Examples (examples)

Batch

Example batch pipeline components.

Reference implementations of DataFlow for common ETL patterns: reading tables, executing SQL transforms, and writing results.

Each component implements the ConfigurableInstance protocol via a from_config() class method so it can be loaded dynamically from a HOCON configuration file.

Example HOCON usage:

components: [
  {
    name: "read_raw"
    component_type: source
    class_path: "pyspark_pipeline_framework.examples.batch.ReadTable"
    config {
      table_name: "raw.customers"
      output_view: "raw_customers"
    }
  }
]
class pyspark_pipeline_framework.examples.batch.ReadCsvConfig(path, output_view, header=True, infer_schema=True)[source]

Bases: object

Configuration for ReadCsv.

Parameters:
  • path (str) – Path to the CSV file or directory.

  • output_view (str) – Name for the temporary view to register.

  • header (bool) – Whether the CSV has a header row.
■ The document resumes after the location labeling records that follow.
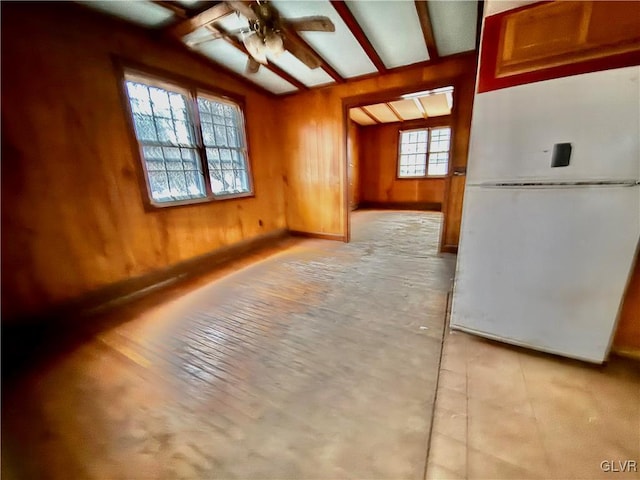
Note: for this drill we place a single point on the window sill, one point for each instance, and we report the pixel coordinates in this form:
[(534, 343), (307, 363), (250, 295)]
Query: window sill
[(153, 206), (430, 177)]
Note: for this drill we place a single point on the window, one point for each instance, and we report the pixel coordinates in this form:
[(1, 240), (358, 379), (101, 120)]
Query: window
[(192, 144), (424, 152)]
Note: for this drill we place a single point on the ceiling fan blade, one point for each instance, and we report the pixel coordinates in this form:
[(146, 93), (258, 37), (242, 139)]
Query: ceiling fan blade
[(202, 41), (311, 24), (243, 8), (302, 53), (252, 65)]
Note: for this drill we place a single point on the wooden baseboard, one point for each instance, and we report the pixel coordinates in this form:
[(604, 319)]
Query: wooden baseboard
[(449, 249), (428, 206), (323, 236), (131, 288)]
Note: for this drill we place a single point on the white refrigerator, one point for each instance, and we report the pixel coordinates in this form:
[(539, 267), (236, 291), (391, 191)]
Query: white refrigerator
[(546, 251)]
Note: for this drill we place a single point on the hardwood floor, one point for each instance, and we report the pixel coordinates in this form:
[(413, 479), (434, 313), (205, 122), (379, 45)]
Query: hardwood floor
[(319, 360)]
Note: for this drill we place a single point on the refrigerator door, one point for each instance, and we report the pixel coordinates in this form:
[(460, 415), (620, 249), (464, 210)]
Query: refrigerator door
[(514, 129), (546, 268)]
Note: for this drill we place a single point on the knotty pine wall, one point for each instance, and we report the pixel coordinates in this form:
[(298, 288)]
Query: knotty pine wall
[(355, 172), (627, 338), (313, 132), (379, 160), (72, 216)]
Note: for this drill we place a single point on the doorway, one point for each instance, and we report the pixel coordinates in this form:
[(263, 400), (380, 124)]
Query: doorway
[(402, 151)]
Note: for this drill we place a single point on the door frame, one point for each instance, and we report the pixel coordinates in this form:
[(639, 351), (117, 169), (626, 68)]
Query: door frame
[(390, 95)]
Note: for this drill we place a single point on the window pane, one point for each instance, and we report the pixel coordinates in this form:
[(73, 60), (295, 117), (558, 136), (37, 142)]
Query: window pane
[(165, 131), (145, 128), (438, 163), (413, 149)]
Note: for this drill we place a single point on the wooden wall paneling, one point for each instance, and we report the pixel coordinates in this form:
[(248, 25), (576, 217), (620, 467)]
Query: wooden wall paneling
[(72, 216), (354, 164), (316, 172), (454, 188), (627, 337)]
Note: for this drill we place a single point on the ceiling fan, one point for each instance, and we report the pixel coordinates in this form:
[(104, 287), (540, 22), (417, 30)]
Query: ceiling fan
[(267, 33)]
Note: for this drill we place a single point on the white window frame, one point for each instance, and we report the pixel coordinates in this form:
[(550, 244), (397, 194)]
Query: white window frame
[(426, 153)]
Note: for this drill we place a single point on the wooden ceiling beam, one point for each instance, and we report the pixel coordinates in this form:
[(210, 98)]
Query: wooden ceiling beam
[(422, 7), (177, 10), (202, 19), (395, 112), (270, 66), (370, 115), (358, 33), (295, 39)]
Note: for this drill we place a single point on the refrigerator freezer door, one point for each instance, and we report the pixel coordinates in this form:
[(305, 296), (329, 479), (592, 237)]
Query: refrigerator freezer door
[(546, 268), (515, 129)]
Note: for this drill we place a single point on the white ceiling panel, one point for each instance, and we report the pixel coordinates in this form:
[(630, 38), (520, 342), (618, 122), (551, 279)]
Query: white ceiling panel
[(340, 48), (393, 28), (407, 109), (295, 67), (229, 56), (358, 116), (144, 13), (188, 3), (454, 25), (436, 105), (382, 113), (232, 22), (197, 36)]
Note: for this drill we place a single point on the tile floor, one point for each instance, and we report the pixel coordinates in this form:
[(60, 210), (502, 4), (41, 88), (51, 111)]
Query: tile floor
[(318, 362), (320, 374), (504, 412)]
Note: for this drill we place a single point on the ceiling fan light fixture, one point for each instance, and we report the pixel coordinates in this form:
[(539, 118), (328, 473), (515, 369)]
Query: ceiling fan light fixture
[(274, 43), (256, 48)]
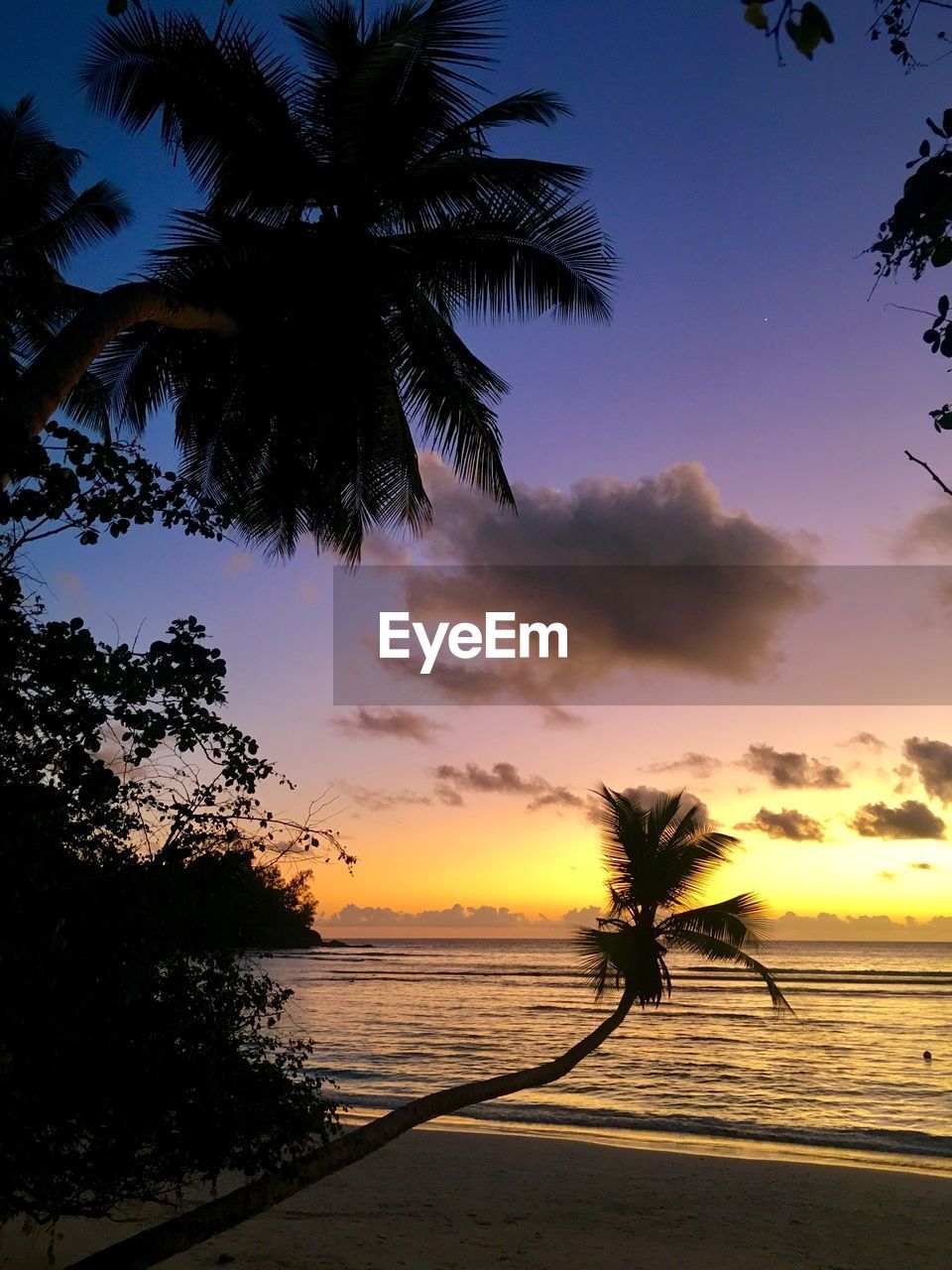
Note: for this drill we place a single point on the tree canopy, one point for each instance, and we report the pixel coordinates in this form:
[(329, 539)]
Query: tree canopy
[(137, 866)]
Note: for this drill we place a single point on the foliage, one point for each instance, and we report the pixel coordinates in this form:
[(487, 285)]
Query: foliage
[(139, 1049), (354, 212), (44, 221), (656, 858), (805, 26)]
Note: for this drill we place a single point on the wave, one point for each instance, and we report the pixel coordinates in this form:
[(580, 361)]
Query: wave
[(888, 1142)]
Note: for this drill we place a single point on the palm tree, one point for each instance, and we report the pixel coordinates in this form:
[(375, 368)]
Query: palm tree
[(44, 222), (657, 858), (354, 213)]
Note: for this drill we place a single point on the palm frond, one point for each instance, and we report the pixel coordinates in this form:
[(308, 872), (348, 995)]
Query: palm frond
[(511, 261), (221, 102), (721, 951), (94, 213), (449, 390), (738, 921)]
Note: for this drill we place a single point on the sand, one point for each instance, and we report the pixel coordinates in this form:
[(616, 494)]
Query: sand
[(447, 1201)]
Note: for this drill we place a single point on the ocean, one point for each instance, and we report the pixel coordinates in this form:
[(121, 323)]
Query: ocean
[(409, 1016)]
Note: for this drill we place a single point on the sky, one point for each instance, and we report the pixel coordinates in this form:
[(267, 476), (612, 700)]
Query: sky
[(749, 389)]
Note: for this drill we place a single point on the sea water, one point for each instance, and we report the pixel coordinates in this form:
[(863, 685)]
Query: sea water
[(409, 1016)]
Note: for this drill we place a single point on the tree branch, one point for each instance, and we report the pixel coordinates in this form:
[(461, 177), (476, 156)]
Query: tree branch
[(150, 1247), (54, 372)]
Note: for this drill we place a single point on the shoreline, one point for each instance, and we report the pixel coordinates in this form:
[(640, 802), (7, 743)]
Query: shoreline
[(444, 1199), (688, 1143)]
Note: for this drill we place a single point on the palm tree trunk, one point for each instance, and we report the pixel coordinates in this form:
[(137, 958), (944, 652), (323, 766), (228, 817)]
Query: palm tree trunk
[(150, 1247), (58, 368)]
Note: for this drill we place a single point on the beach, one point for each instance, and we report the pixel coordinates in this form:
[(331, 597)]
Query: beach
[(463, 1201)]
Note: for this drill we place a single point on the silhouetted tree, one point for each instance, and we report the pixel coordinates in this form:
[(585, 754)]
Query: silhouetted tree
[(139, 1049), (657, 860), (44, 221), (302, 324)]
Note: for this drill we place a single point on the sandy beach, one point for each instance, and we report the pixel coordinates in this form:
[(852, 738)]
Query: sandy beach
[(447, 1201)]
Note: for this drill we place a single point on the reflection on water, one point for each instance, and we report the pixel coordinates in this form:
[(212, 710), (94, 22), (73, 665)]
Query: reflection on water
[(411, 1016)]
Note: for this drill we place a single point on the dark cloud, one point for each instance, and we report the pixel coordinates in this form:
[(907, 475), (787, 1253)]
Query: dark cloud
[(699, 766), (789, 825), (830, 926), (929, 530), (386, 721), (910, 820), (555, 716), (447, 795), (865, 738), (380, 801), (457, 916), (504, 779), (933, 762), (462, 917), (785, 770), (649, 619)]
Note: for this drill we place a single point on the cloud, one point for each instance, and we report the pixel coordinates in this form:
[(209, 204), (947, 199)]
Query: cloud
[(829, 926), (865, 738), (721, 624), (580, 916), (236, 564), (929, 530), (381, 801), (789, 825), (787, 770), (504, 779), (447, 795), (699, 766), (910, 820), (460, 917), (933, 762), (385, 721), (555, 716), (457, 916)]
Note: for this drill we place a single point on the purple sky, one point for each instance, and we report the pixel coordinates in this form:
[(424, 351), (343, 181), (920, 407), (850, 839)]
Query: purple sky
[(739, 195)]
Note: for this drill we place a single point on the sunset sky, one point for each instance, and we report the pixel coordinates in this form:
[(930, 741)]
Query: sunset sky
[(748, 388)]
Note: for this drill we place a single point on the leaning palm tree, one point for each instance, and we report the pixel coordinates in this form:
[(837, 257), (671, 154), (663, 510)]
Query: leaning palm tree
[(44, 222), (354, 214), (657, 860)]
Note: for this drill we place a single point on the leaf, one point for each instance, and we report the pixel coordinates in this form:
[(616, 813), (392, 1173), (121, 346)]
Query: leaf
[(811, 30), (756, 16)]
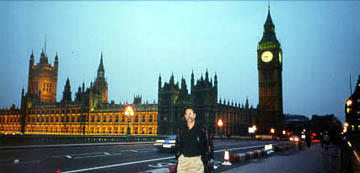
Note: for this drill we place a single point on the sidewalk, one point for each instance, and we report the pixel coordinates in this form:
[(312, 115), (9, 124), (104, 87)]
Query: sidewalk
[(309, 160)]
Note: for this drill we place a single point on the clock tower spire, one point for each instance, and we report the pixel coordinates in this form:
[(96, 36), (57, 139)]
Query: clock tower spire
[(269, 61)]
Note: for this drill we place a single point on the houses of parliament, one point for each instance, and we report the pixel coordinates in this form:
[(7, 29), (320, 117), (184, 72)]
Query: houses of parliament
[(90, 112)]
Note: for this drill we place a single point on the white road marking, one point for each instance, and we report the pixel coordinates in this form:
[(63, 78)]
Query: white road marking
[(81, 157), (142, 161), (117, 165)]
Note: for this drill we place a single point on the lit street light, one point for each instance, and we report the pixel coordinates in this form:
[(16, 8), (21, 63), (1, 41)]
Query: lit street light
[(272, 131), (220, 124), (129, 113)]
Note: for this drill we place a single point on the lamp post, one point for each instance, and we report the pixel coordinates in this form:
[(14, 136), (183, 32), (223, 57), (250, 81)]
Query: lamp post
[(272, 131), (129, 113), (220, 124), (255, 128)]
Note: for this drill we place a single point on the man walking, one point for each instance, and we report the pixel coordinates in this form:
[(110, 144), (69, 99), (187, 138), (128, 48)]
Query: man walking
[(194, 147)]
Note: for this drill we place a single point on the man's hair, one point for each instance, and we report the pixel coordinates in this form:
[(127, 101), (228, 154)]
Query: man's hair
[(189, 107)]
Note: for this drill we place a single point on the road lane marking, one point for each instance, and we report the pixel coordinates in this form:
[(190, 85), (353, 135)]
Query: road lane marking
[(230, 149), (81, 157), (142, 161), (117, 165), (79, 154)]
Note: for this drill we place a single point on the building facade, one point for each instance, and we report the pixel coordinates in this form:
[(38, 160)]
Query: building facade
[(269, 62), (88, 114), (204, 99), (352, 111)]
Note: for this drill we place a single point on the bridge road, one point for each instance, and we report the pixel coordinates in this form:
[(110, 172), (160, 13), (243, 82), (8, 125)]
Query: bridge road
[(103, 158)]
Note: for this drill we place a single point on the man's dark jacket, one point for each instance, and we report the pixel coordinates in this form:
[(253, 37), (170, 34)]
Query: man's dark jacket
[(204, 141)]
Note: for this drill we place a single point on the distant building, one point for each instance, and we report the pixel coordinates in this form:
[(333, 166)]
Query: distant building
[(42, 81), (269, 61), (352, 110), (203, 97), (325, 123), (296, 123), (89, 114)]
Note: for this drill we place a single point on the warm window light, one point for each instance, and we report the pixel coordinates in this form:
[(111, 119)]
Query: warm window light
[(348, 110), (272, 130), (349, 102), (220, 123), (129, 111)]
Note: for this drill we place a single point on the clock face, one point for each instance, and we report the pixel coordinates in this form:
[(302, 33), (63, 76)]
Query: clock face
[(280, 57), (266, 56)]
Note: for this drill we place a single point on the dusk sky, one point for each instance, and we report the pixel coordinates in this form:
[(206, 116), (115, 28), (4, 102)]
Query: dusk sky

  • infer_schema (bool) – Whether to infer column types.

path: str
output_view: str
header: bool = True
infer_schema: bool = True
class pyspark_pipeline_framework.examples.batch.ReadCsv(config)[source]

Bases: DataFlow

Read a CSV file and register it as a temporary view.

Parameters:

config (ReadCsvConfig) – Configuration specifying the file path and view name.

Example:

component = ReadCsv(ReadCsvConfig(
    path="examples/resources/customers.csv",
    output_view="raw_customers",
))
property name: str

Return a descriptive component name.

classmethod from_config(config)[source]

Create a ReadCsv from a configuration dictionary.

Parameters:

config (dict[str, Any]) – Dictionary with keys matching ReadCsvConfig.

Returns:

Configured ReadCsv instance.

Return type:

ReadCsv

run()[source]

Read the CSV file and register as a temp view.

Return type:

None

class pyspark_pipeline_framework.examples.batch.WriteCsvConfig(input_view, path, mode='overwrite', header=True)[source]

Bases: object

Configuration for WriteCsv.

Parameters:
  • input_view (str) – Name of the temporary view to read from.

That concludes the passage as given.